1. Do Julidochromis create a colony of fish? like shell dwellers or brichardi.
2. If I select some young Brichardi that I know were born at the LFS and are from the same parents (still in with them) would they form their own colony when removed to another tank on their own?

Thanks


----------



## DJRansome (Oct 29, 2005)

No and maybe.

Juli's usually tolerate only a pair.

Brichardi adults with their own fry, especially if the juveniles are still young, may retain the bond through moving to a new tank.


----------



## rafini (Mar 20, 2014)

Okay so I suppose Birchardi are the better choice.
If I was to take say 5 of the young brichardi and place them on their own, would they form pairs and make new colonies?
I assume they probably would but just curious. I would like to start a colony


----------



## Mcdaphnia (Dec 16, 2003)

Both Julidochromis and brichardi share some behaviors. To start a breeding group, you often begin with six to eight unsexed juveniles. A pair eventually forms and unless you are attentive and prompt, will kill the other fish of its kind or chase them right out of the aquarium. Then the pair will fill the tank with wave after wave of fry. The largest fry help care for the younger, but stay as far from their parents as they can. They will reach a size when they normally would strike out on their own, but they are not in a lake where that is possible. You again have to intervene and remove the largest set of fry to another aquarium, whether yours or somewhere else.

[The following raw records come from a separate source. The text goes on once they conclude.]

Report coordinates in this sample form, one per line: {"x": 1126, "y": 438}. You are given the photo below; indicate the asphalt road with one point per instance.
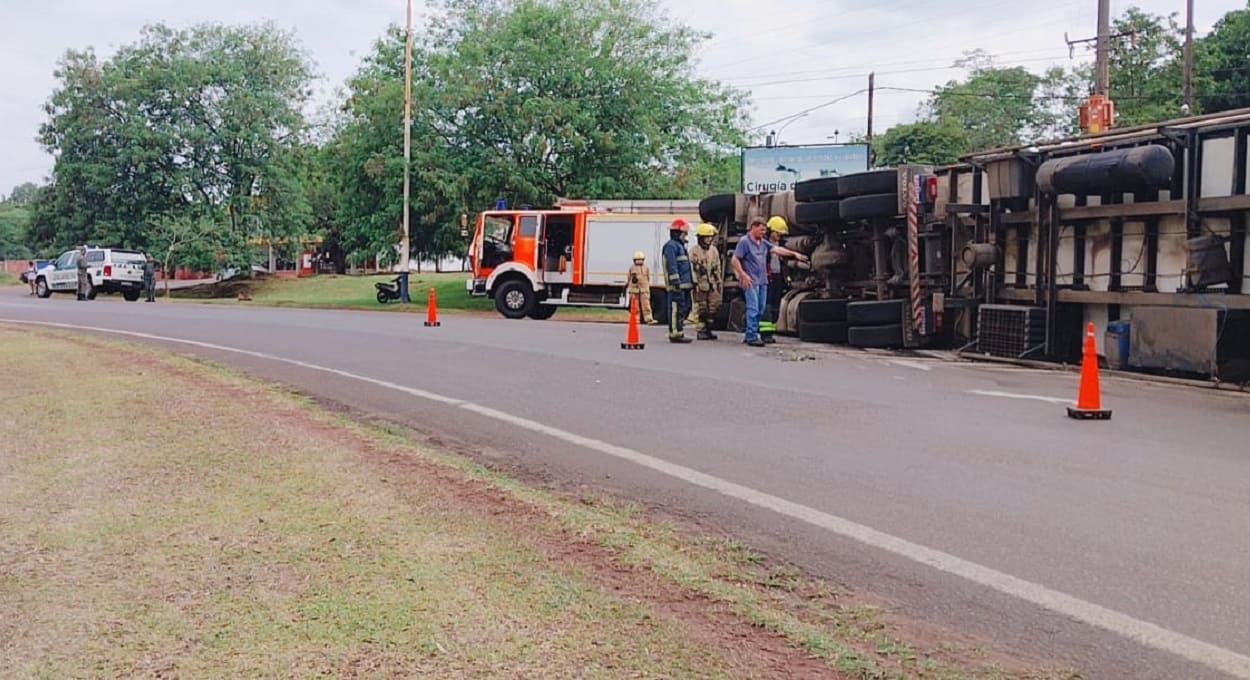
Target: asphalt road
{"x": 958, "y": 493}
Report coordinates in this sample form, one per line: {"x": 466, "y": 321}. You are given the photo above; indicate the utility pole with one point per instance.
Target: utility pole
{"x": 1189, "y": 58}
{"x": 408, "y": 154}
{"x": 1101, "y": 65}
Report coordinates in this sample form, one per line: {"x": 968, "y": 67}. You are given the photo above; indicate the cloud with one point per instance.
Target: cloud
{"x": 790, "y": 55}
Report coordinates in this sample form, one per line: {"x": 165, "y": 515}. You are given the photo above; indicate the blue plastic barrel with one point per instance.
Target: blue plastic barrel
{"x": 1116, "y": 345}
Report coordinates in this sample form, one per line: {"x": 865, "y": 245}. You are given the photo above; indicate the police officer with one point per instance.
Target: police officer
{"x": 83, "y": 278}
{"x": 150, "y": 278}
{"x": 639, "y": 286}
{"x": 679, "y": 279}
{"x": 709, "y": 279}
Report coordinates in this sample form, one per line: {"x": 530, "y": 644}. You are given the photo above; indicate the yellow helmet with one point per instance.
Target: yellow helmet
{"x": 778, "y": 224}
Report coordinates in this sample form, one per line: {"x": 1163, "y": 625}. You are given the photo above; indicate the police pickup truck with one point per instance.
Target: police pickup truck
{"x": 109, "y": 270}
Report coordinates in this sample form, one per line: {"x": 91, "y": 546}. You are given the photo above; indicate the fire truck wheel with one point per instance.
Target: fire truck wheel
{"x": 871, "y": 205}
{"x": 821, "y": 311}
{"x": 543, "y": 311}
{"x": 876, "y": 181}
{"x": 716, "y": 208}
{"x": 820, "y": 189}
{"x": 875, "y": 336}
{"x": 875, "y": 313}
{"x": 514, "y": 299}
{"x": 830, "y": 333}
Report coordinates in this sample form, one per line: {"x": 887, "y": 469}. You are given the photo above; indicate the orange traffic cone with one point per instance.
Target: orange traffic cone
{"x": 631, "y": 340}
{"x": 431, "y": 310}
{"x": 1089, "y": 403}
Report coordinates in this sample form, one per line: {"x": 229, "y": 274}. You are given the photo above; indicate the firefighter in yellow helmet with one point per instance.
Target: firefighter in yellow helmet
{"x": 638, "y": 284}
{"x": 709, "y": 279}
{"x": 778, "y": 275}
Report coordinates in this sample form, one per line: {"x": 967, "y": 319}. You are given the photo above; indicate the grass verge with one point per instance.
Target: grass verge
{"x": 219, "y": 526}
{"x": 334, "y": 291}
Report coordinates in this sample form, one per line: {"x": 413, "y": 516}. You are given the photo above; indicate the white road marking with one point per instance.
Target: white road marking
{"x": 908, "y": 364}
{"x": 1134, "y": 629}
{"x": 1033, "y": 396}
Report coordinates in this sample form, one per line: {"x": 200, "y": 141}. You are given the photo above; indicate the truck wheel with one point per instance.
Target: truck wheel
{"x": 875, "y": 181}
{"x": 830, "y": 333}
{"x": 514, "y": 299}
{"x": 716, "y": 208}
{"x": 875, "y": 313}
{"x": 543, "y": 313}
{"x": 875, "y": 336}
{"x": 869, "y": 206}
{"x": 820, "y": 189}
{"x": 821, "y": 310}
{"x": 816, "y": 213}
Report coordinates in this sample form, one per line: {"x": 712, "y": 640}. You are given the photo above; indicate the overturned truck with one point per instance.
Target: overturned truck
{"x": 1140, "y": 231}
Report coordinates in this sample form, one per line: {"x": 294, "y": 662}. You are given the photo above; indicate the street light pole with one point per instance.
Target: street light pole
{"x": 408, "y": 153}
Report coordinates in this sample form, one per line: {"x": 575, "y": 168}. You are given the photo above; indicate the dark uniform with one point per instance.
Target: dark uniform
{"x": 84, "y": 281}
{"x": 150, "y": 279}
{"x": 680, "y": 281}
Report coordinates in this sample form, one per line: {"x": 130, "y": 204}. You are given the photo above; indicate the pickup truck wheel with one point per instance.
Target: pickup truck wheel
{"x": 875, "y": 313}
{"x": 876, "y": 336}
{"x": 514, "y": 299}
{"x": 830, "y": 333}
{"x": 543, "y": 311}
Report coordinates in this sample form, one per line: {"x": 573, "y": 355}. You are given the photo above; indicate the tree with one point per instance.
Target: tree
{"x": 994, "y": 106}
{"x": 183, "y": 123}
{"x": 530, "y": 100}
{"x": 1223, "y": 64}
{"x": 926, "y": 143}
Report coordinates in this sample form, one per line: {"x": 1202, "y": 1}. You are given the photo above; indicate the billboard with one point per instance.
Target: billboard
{"x": 779, "y": 168}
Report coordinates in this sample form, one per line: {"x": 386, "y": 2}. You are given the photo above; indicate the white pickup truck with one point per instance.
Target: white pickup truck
{"x": 109, "y": 270}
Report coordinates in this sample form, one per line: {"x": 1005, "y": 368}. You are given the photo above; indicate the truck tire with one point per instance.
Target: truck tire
{"x": 830, "y": 333}
{"x": 820, "y": 189}
{"x": 874, "y": 181}
{"x": 869, "y": 206}
{"x": 514, "y": 299}
{"x": 875, "y": 336}
{"x": 875, "y": 313}
{"x": 543, "y": 313}
{"x": 820, "y": 213}
{"x": 716, "y": 208}
{"x": 821, "y": 311}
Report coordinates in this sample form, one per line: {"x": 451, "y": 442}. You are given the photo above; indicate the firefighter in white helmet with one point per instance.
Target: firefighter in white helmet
{"x": 638, "y": 284}
{"x": 709, "y": 279}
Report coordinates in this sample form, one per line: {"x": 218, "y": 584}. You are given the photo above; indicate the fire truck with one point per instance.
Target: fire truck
{"x": 575, "y": 254}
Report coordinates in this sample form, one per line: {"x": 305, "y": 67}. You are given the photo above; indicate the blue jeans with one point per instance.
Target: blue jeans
{"x": 756, "y": 296}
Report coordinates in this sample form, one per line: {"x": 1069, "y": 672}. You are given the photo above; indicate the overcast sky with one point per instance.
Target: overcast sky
{"x": 791, "y": 55}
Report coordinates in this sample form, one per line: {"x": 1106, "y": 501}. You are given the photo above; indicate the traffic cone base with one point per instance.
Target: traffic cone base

They are different in other behaviors. Brichardi will swim all over the tank while Julies stay close to surfaces. If you have ledges and rocks going up the back of the tank, the Julies will follow. Brichardi swim oriented to the light, but Julies swim oriented to the surface they are on. If it's vertical, they will swim vertically with their belly toward the rock. If it's a ledge they will sit on top of it but also under it upside down.


----------



## Leyshpunctatus (Feb 19, 2016)

Mcdaphnia said:


> Julies stay close to surfaces. If you have ledges and rocks going up the back of the tank, the Julies will follow. Brichardi swim oriented to the light, but Julies swim oriented to the surface they are on. If it's vertical, they will swim vertically with their belly toward the rock. If it's a ledge they will sit on top of it but also under it upside down.


One of my favourite things about my J. Dickfeldi is seeing them defy gravity and swim upside down underneath a rock overhang.


----------



## rafini (Mar 20, 2014)

I probably should have mentioned that I have kept and bred both Brichardi complex and Julidochromis before, it was just a very long time ago.

Julies were actually the first fish I ever bred at the age of 12.

So if I take a group of the fish away from the parent aquarium they will form their own pairs?
The LFS has them in one tank each and each tank is basically a colony. I would like to replicate the same thing. I do have a soft spot for julidochromis and the ones at the LFS are always at the front following you around looking for food.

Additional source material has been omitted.